The following services are available directly through Independence Northwest:

Case Management
Case Management is the foundation of all other services. We call our case management employees Personal Agents (PAs). Your PA will get to know you, get to know your goals, and get you connected to the people and services you need to achieve them. A PA’s job is to help you figure out what you want, and then connect you with the tools you need to get it. After that connection is made, a PA will check in to make sure that everything is going well, and will make adjustments at your request if something isn’t working.

Resource and Referral
Resource and referral are core functions of case management. Personal Agents help connect you to the services and resources you need from your community. From local social events to where to get a food box and housing assistance, your PA will help you know what’s available, and how to connect.

Advocacy
Advocacy is the simple work of believing in a person’s goals, abilities, and right to live the life they choose. Your Personal Agent (PA) may act as an advocate for you with your school system, with your local community, with an employer, or with your family. Your PA may even challenge your own beliefs about your limitations, and what is possible in your life. An advocate takes your side to secure what you need, and expand your world.

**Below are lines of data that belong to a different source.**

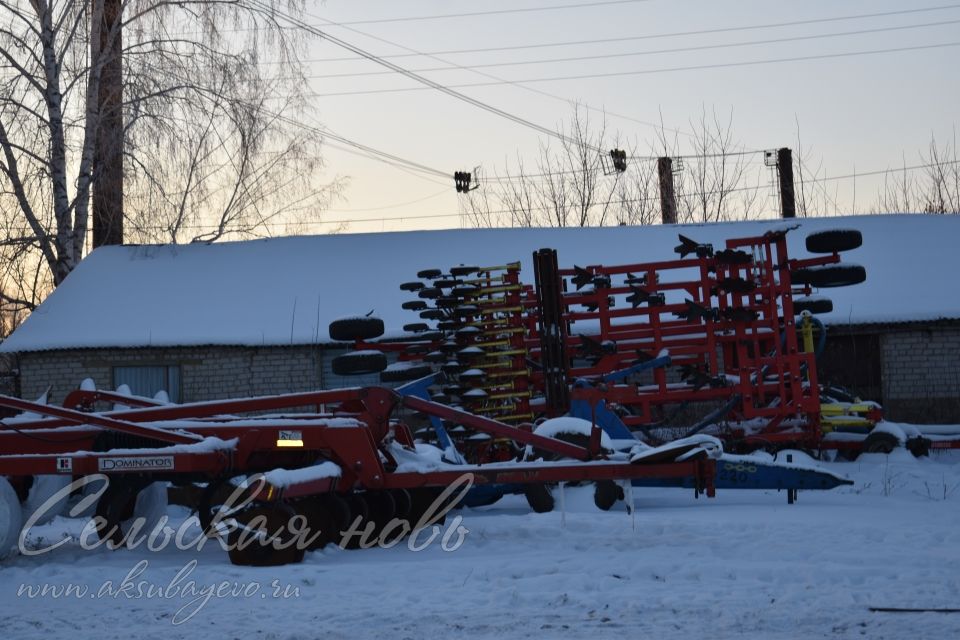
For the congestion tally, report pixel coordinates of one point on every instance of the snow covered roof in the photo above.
(286, 290)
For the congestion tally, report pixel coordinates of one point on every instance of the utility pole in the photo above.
(668, 199)
(788, 207)
(108, 146)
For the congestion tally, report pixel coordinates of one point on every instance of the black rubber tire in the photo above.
(880, 442)
(605, 494)
(539, 497)
(352, 329)
(358, 509)
(830, 276)
(813, 305)
(358, 363)
(403, 375)
(383, 509)
(322, 524)
(255, 554)
(834, 240)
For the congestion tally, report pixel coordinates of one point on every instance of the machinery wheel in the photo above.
(271, 522)
(44, 487)
(837, 275)
(383, 509)
(358, 509)
(421, 502)
(352, 329)
(834, 240)
(359, 363)
(880, 442)
(408, 373)
(606, 493)
(126, 503)
(322, 522)
(813, 305)
(11, 518)
(539, 497)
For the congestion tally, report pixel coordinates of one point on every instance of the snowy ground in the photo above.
(743, 563)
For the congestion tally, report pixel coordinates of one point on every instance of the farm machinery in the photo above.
(717, 341)
(275, 476)
(630, 375)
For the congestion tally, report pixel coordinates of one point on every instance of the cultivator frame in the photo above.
(210, 442)
(724, 319)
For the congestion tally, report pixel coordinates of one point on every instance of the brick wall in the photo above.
(921, 374)
(207, 373)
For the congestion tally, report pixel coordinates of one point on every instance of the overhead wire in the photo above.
(629, 54)
(416, 77)
(621, 200)
(612, 74)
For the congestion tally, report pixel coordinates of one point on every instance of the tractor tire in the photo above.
(838, 275)
(834, 240)
(359, 363)
(11, 518)
(323, 525)
(539, 497)
(880, 442)
(246, 549)
(405, 375)
(813, 305)
(44, 487)
(127, 503)
(353, 329)
(606, 493)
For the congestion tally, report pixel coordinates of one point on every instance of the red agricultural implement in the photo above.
(339, 459)
(647, 345)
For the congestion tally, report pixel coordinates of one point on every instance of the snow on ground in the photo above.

Through Case Management and navigation supports, Independence Northwest connects you directly with providers (be they Personal Support Workers, contractors, or Provider Organizations) that offer the following supports:

Daily Living Supports
Daily Living Supports is a general term for the help you need with the most basic activities of life—bathroom tasks, getting dressed, eating, etc. This help can happen at home, or out and about.

Skills Training
Skills Training is just what it sounds like: the training you need to learn how to do specific tasks more independently. You choose the skills you want to learn (cooking, riding the bus, making new friends, etc.), and your chosen service provider will help you learn how to do it yourself. Building skills is at the heart of many of our services. Learning how to be more independent by growing our skills is something that most of us humans work on throughout our lives.

Supported Employment
Supported Employment is a category of services that focuses on preparing for, looking for, and keeping a job. The focus here is on community jobs, with full employment aiming for at least 20 hours per week. The services of Supported Employment include ones that are meant to help you figure out what you might want to do (Discovery, Employment Path), as well as ones to help you find the right job for you once you know what it should look like (Job Development, support with Vocational Rehabilitation). Oregon is dedicated to community employment as a first and best option for adults with IDD.

Family Training
Family Training is focused on increasing the skills and understanding of a person’s family members. Sometimes it can help for the people around you to have a better understanding of your diagnosis, and how to best support you. (Note: this doesn’t include family members who are also paid to provide support.)

Relief Care
Relief Care is the term used for back-up staffing and supports used when your main caregivers need a break. Everyone wins when your supports are rested, refreshed, and ready to engage. Relief care can provide that much-needed time away.

Home Modifications
Home Modifications can be used to make your home better fit your personal needs. It might be as simple as putting up grab-bars to help with getting in and out of the bath, or putting in a ramp to help you safely enter and exit your home. The goal here is safely increasing your independence, or reducing the pressure on the people who support you.

Assistive Devices
Assistive Devices are appliances, medical equipment, or technological items that can help increase a person’s independence during their daily routines and activities. This category is broad, because a device’s worth is based on whether or not it is personally helpful to you. It could include things like specially-designed clothes to help you get dressed on your own, or appliances adaptations to make it easier for you to cook for yourself in the kitchen.

Assistive Technology
Assistive Technology is a lot like Assistive Devices, in that the focus is on helping to increase your independence and safety throughout the day. However, rather than focusing on a piece of equipment, this category is meant to fund electronics, software, services, and some personal tablets and cell phones. This category can include things like communication devices, personal emergency response equipment, and GPS alert service. As with most of these support services, what is allowable really depends on what your disability-related needs are.

Behavior Supports
Behavior Support is the general term for help figuring out why a person is acting a certain way (especially when they can’t express it in words), and how that person might be able to express themselves in a safer, more effective way. You can choose to work with a Behavior Consultant to help identify the root cause of a specific behavior, and create a plan to help family members, providers, and friends safely and effectively support you through it.

Chore Services
Chore Services are meant to bring a dangerously unsanitary or cluttered home condition up to safe and livable standards. This service isn’t meant to cover regular housework or cleaning responsibilities, but instead is the deep cleaning, heavy lifting, or other work to bring a home or yard up to standard.

Community Transportation
Community Transportation is what you use to get around in your community. This can include bus passes, mileage reimbursement, or even taxi services where public transit is hard to come by. The first step to being included in your community is to be able to get where you want to go.

Home-Delivered Meals
Home-Delivered Meals are available for people who live in their own home, are home-bound, have no one to help with meal prep, and can’t prepare meals themselves. For these folks, it may be more cost-effective to have meals prepared and delivered to them in their homes rather than paying for providers to come in solely to make meals.

 

Services come from one of two funding sources: the Community First Choice Option (the K Plan) or the Title XIX Waiver Program.